An American team of researchers was awarded the Nobel Medicine Prize on Monday for their discovery in the process of cellular aging.

Elizabeth Blackburn, Carol Greider and Jack Szostak were chosen to share the award for their role in showing “how chromosomes are protected by telomeres and the enzyme telomerase,” the Nobel Assembly said Monday.

The team showed how chromosomes can be copied in a complete way during cell divisions and how they can be protected against degradation.

“The Nobel Laureates have shown that the solution is to be found in the ends of the chromosomes ““ the telomeres ““ and in an enzyme that forms them ““ telomerase,” said the Assembly.

The team’s discovery has led to a growth of new therapeutic studies and applications.

Additionally, the announcement makes Blackburn and Greider the ninth and tenth women to ever win the award since 1901. It is also the first time two women have shared the prize.
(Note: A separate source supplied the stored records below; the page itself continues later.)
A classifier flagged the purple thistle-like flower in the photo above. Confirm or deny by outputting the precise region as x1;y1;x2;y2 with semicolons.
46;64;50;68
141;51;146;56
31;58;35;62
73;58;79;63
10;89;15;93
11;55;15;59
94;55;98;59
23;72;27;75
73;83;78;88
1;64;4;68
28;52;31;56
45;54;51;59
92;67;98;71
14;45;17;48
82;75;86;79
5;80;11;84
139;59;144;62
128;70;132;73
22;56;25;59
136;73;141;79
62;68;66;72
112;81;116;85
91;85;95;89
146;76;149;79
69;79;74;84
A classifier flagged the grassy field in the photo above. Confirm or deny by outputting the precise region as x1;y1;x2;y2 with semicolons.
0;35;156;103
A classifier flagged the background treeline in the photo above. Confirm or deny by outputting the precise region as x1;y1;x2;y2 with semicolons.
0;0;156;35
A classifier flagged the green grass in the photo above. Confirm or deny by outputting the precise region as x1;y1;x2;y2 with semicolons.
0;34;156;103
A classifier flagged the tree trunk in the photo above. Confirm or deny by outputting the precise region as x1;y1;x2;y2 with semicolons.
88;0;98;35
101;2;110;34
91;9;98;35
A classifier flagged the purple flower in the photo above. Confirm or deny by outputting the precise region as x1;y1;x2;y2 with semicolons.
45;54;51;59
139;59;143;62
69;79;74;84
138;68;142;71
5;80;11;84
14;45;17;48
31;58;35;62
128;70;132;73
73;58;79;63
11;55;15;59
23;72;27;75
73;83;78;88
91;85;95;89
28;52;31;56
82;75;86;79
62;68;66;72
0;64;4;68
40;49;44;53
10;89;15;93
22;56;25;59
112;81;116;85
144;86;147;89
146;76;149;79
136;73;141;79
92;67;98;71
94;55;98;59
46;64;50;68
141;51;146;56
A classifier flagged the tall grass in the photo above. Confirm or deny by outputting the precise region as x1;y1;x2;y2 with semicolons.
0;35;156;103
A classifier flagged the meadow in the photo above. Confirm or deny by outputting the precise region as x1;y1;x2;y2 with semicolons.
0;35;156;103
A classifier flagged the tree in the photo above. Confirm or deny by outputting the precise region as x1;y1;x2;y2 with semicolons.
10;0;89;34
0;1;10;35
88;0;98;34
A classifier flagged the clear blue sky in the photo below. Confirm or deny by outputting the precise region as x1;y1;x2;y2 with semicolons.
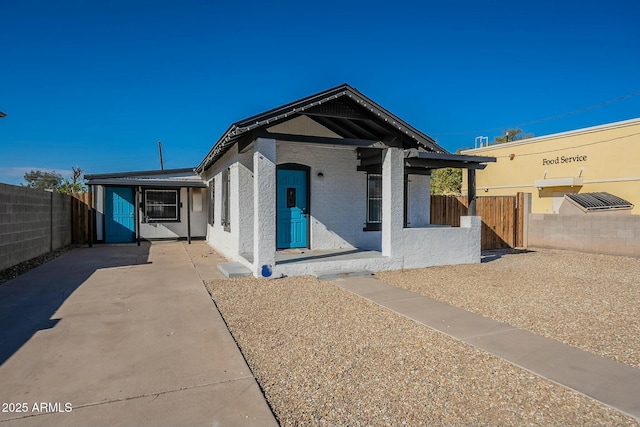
0;0;640;184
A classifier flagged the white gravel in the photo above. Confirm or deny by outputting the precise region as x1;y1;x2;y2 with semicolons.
207;266;640;426
377;250;640;368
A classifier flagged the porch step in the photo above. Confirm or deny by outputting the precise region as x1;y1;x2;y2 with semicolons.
218;262;252;278
313;270;372;280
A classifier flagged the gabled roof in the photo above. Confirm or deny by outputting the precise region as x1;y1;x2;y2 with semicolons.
196;84;447;173
84;168;207;188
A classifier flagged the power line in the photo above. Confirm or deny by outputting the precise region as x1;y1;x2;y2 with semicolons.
440;90;640;136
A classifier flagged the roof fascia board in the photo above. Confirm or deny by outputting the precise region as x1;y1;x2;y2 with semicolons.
84;168;196;179
405;149;496;163
88;178;207;188
196;84;448;173
257;131;388;148
462;118;640;153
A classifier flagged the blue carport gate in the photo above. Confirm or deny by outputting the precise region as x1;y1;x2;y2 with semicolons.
104;187;135;243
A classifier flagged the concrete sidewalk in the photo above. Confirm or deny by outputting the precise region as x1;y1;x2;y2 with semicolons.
333;276;640;420
0;242;277;427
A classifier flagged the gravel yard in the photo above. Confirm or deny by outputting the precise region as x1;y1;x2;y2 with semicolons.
207;256;640;426
377;250;640;368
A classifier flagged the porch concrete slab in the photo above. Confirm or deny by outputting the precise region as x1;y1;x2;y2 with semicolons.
218;262;253;278
0;242;277;426
333;277;640;419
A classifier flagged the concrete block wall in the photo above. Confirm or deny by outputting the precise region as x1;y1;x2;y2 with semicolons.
0;184;71;270
527;213;640;256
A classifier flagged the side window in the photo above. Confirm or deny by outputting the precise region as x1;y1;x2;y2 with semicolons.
144;190;180;222
220;169;231;231
209;179;216;227
366;173;382;230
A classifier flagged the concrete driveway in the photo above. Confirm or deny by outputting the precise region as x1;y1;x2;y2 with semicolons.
0;242;277;427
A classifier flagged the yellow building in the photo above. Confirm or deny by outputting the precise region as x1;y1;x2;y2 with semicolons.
462;118;640;214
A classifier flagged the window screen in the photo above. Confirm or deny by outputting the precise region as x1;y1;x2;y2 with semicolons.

“They’re not being honored because they are women. They are being honored because they’ve made a fundamentally important discovery,” Nobel committee secretary Goeran Hansson told Swedish news agency TT.

“I just think that the recognition for curiosity-driven basic science is very, very nice,” said Greider.

“I felt very excited … and I thought this is very interesting, this is a very important result, and you don’t often feel that about a result,” Blackburn said of the team’s discovery in 1984.

Blackburn was fired by former President George W Bush’s Council on Bioethics for being outspoken in her criticism of his stance on embryonic stem cell research.

Dr. Jeremy Berg of the U.S. National Institute of General Medical Sciences, which funded some of the research, told Reuters that Szostak has grown into other fields of study since his work with telomerase.

“He is trying to figure out how he can make proto-cells and get them to copy their genetic material. That’s almost literally creating life in a test tube.”